Cuando Fonseca quiere probar suerte en la introspección, pero no de malandras ni de putas ni de tiras cariocas ni del lumpenaje, no puede ganar la sutileza que en sus cuentos negros consigue sólo con un detalle y un punto aparte. La violencia, contenida o explícita, que crispa los cuerpos de sus héroes y antihéroes marginales, y que transmite con una síntesis admirable sus emociones, se vuelve su condena cuando Fonseca se aboca a personajes de clase alta, como si no hubiera otro método narrativo para contar a esos personajes que la genitalidad o el metabolismo. Más que una intención deliberada de caricaturizar, lo que surge es la limitación ideológica maniquea entre el bien y el mal: una visión del mundo cifrada en una concepción penal y forense de la realidad. Lo penal, como estrategia moralista, es el castigo o su perdón.

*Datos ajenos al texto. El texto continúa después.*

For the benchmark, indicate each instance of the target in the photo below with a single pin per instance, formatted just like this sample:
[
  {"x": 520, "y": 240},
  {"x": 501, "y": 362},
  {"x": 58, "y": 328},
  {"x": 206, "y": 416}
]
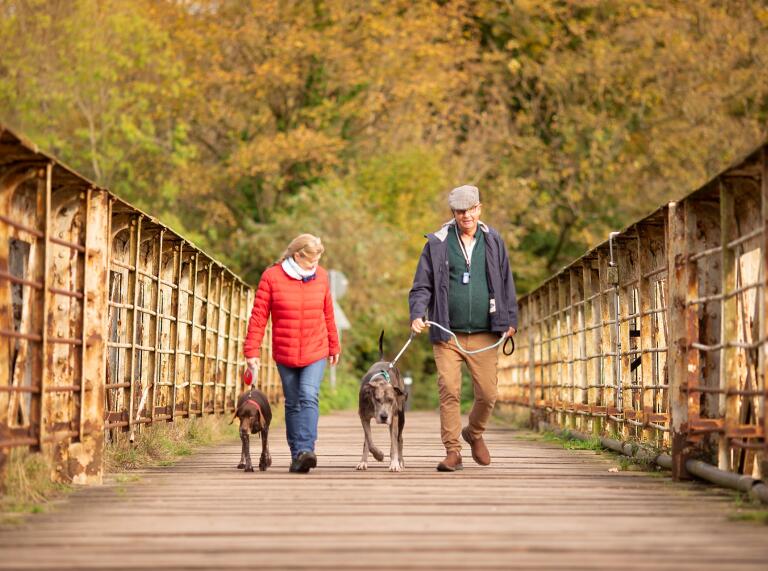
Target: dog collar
[{"x": 384, "y": 374}]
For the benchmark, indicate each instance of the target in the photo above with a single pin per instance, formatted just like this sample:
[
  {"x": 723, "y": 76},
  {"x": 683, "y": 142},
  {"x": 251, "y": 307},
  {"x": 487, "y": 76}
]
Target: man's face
[{"x": 466, "y": 220}]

Lo forense, como estrategia descriptiva, es esa impasibilidad al pormenorizar lo visceral. Fonseca se propone, sin embargo, igualar a ricos y pobres a través del crimen. Todos tienen algo que esconder. La función del escritor, vigilante, es desplegar una pesquisa que inexorablemente oficiará de sanción. Pero hay una duda que no ingresa en su concepción paranoica: si todos somos culpables, ¿nadie es culpable en particular?
Si ya bastante aburridas suelen ser las novelas con escritores como protagonistas, mayor es el riesgo de bostezo que implica tal recurso en un policial. Es el caso de la citada Y de este mundo prostituto y vano...:Mandrake, abogado criminalista, investiga cómo librar a su cliente, Gustavo Flavio, escritor de éxito, ensayista polémico, del laberinto de unos crímenes. La intriga es apenas una excusa para que Fonseca ponga en boca del escritor todo su dogma literario. Coincidiendo con Sade, postula que “los buenos escritores llenan el corazón y las mentes de los lectores de miedo y horror”. Porque la vida, según este planteo, es eso: miedo y horror. Sin embargo, la novela, con sus ínfulas de brillantez, ni asusta ni horroriza. Pierde nervio en función de las digresiones narcisistas del escritor-personaje (¿alter ego del autor?): consejos reduccionistas sobre el arte de escribir, blasfemias obvias contra la crítica, pontificaciones estéticas facilistas, guiños todos de una petulancia demagógica.
Lejos de estos merodeos en torno de lo que Fonseca puede sospechar que es “alta literatura”, cuando se dispone a contar sin vueltas, recurriendo a su experiencia y saber en el delito, a sus años de policía en un distrito caliente de Río, sin escrúpulos y también sin artificios, sus narraciones adquieren vibración, profundidad y aspereza. La prueba palpable está en “Los ángeles de las marquesinas” o “El vendedor de seguros” (de La cofradía de las espadas), en el ya citado “Ciudad de Dios”, “Familia”, o “El amor de Jesús en el corazón” (de Historias de amor). La sequedad y contundencia sin adornos de estos relatos remiten al Fonseca de El collar del perro (sus cuentos de los años ‘80) y lo confirman como un autor que, si bien es tan prolífico como desparejo, cuando acierta con una historia, ésta se vuelve, sin declamaciones, inolvidable.